Dad’s Journal Notebooks Keep Sucking Me In
A Man Who Shared His Thoughts and Told People What He Thought of Them
Notebooks of my father. I have a bag of notebooks, journals by my father Nathaniel Hartshorne, that I’ve pored over and I hope to write about.
This bag of notebooks, the collected journals of my father Nathaniel Hartshorne, means so much to me. Again and again, I dip into the bag and take one out and begin reading my dad’s perfect cursive handwriting. Even when he got to the bottom of the page, he never wrote in anything but perfect penmanship.
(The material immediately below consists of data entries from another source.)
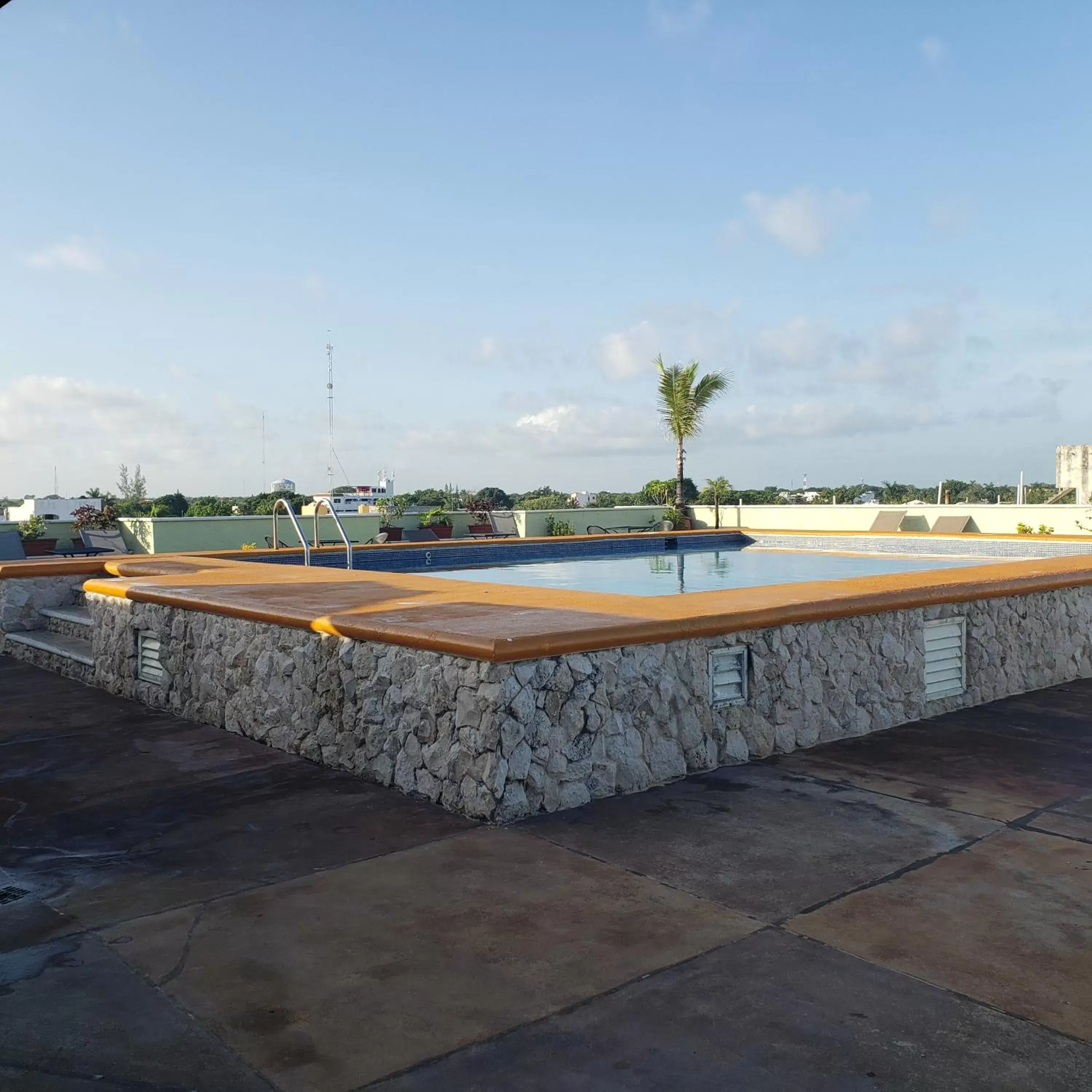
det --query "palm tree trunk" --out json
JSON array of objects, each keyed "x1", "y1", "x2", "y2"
[{"x1": 675, "y1": 437, "x2": 686, "y2": 511}]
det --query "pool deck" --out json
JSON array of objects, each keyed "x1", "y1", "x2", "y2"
[
  {"x1": 0, "y1": 651, "x2": 1092, "y2": 1092},
  {"x1": 0, "y1": 532, "x2": 1092, "y2": 662}
]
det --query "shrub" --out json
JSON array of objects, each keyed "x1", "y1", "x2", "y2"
[
  {"x1": 72, "y1": 505, "x2": 118, "y2": 531},
  {"x1": 520, "y1": 492, "x2": 577, "y2": 512},
  {"x1": 664, "y1": 507, "x2": 686, "y2": 531},
  {"x1": 546, "y1": 515, "x2": 577, "y2": 537},
  {"x1": 19, "y1": 515, "x2": 46, "y2": 542},
  {"x1": 420, "y1": 507, "x2": 451, "y2": 527},
  {"x1": 186, "y1": 497, "x2": 233, "y2": 515}
]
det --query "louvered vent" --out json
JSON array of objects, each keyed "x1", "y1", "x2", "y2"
[
  {"x1": 925, "y1": 618, "x2": 966, "y2": 701},
  {"x1": 709, "y1": 644, "x2": 747, "y2": 708},
  {"x1": 136, "y1": 630, "x2": 163, "y2": 682}
]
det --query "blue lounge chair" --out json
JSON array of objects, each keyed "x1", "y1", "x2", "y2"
[{"x1": 0, "y1": 531, "x2": 26, "y2": 561}]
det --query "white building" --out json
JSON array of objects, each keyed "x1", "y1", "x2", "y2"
[
  {"x1": 304, "y1": 474, "x2": 394, "y2": 515},
  {"x1": 4, "y1": 497, "x2": 103, "y2": 523}
]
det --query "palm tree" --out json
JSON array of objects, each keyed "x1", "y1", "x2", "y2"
[
  {"x1": 705, "y1": 475, "x2": 732, "y2": 527},
  {"x1": 653, "y1": 355, "x2": 732, "y2": 509}
]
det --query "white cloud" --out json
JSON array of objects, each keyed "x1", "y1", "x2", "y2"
[
  {"x1": 600, "y1": 320, "x2": 657, "y2": 379},
  {"x1": 515, "y1": 406, "x2": 577, "y2": 432},
  {"x1": 649, "y1": 0, "x2": 713, "y2": 36},
  {"x1": 744, "y1": 187, "x2": 869, "y2": 257},
  {"x1": 755, "y1": 316, "x2": 838, "y2": 368},
  {"x1": 726, "y1": 401, "x2": 946, "y2": 443},
  {"x1": 26, "y1": 239, "x2": 106, "y2": 273},
  {"x1": 881, "y1": 304, "x2": 959, "y2": 358},
  {"x1": 917, "y1": 35, "x2": 948, "y2": 66}
]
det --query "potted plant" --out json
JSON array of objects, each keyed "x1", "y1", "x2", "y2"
[
  {"x1": 19, "y1": 515, "x2": 57, "y2": 557},
  {"x1": 662, "y1": 507, "x2": 690, "y2": 531},
  {"x1": 376, "y1": 497, "x2": 406, "y2": 543},
  {"x1": 420, "y1": 505, "x2": 453, "y2": 538},
  {"x1": 466, "y1": 497, "x2": 492, "y2": 535}
]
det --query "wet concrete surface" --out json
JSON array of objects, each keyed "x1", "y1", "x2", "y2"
[
  {"x1": 6, "y1": 656, "x2": 1092, "y2": 1092},
  {"x1": 103, "y1": 829, "x2": 759, "y2": 1092},
  {"x1": 377, "y1": 929, "x2": 1092, "y2": 1092},
  {"x1": 788, "y1": 830, "x2": 1092, "y2": 1041},
  {"x1": 523, "y1": 764, "x2": 1000, "y2": 922}
]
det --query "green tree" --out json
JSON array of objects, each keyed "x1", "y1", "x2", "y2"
[
  {"x1": 186, "y1": 497, "x2": 232, "y2": 515},
  {"x1": 653, "y1": 356, "x2": 732, "y2": 508},
  {"x1": 118, "y1": 463, "x2": 147, "y2": 501},
  {"x1": 474, "y1": 485, "x2": 512, "y2": 509},
  {"x1": 698, "y1": 476, "x2": 732, "y2": 527},
  {"x1": 152, "y1": 489, "x2": 190, "y2": 515}
]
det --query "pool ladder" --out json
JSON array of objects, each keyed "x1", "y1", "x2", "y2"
[{"x1": 273, "y1": 497, "x2": 353, "y2": 569}]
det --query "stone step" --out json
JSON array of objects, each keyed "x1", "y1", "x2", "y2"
[
  {"x1": 0, "y1": 629, "x2": 95, "y2": 682},
  {"x1": 38, "y1": 606, "x2": 92, "y2": 638}
]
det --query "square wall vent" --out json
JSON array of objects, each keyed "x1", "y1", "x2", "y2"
[
  {"x1": 136, "y1": 630, "x2": 163, "y2": 682},
  {"x1": 925, "y1": 618, "x2": 966, "y2": 701},
  {"x1": 709, "y1": 644, "x2": 747, "y2": 709}
]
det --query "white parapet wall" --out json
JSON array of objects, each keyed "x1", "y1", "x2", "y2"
[{"x1": 688, "y1": 505, "x2": 1092, "y2": 535}]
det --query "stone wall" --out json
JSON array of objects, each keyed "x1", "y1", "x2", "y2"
[
  {"x1": 87, "y1": 589, "x2": 1092, "y2": 821},
  {"x1": 0, "y1": 575, "x2": 87, "y2": 633}
]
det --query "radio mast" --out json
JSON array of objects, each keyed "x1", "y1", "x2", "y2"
[{"x1": 327, "y1": 330, "x2": 334, "y2": 495}]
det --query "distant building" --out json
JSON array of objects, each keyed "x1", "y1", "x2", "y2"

I have read all of them, more than once, and now I have begun sharing them with my dear cousin, Stephen Hartshorne. Steve shares my love for Nat, he was always a big fan and always appreciated what I have always loved about my dad….his kindness, interest in others, and his ongoing creative process.
The notebooks alternate between chronicling his life with the family over the years, to his relationships with his many penpals, old friends that mom and dad never forgot–neighbors from Brooklyn Heights in the 1950s, people with whom my parents never lost touch with, decades on. Dad liked to correspond with other writers, and often shared his short stories, novels and plays with a host of characters.
The other parts of the notebooks are plots, ideas for new stories, and anguish over bad receptions he got, or where to go next with stories. As a boy growing up, it was a fact that every night after dinner, he’d retire to his study, turn on some jazz, and get to work on his fiction. I had my homework, and for the decades of my youth, he did too.
Now I have to figure out how to best honor him, and decide what people would be the most interested in. I am thinking of trying to c0-write a book with my cousin, somehow using the journals as a guide. It would be the story of a man who shared his personal views in notebooks and was one of the world’s best letter writers. It would be an inspiring story about a life well-lived, and about how to successfully stay married to your sweetheart for more than 64 years.
I hope that our words will do him justice and that we find an audience for it.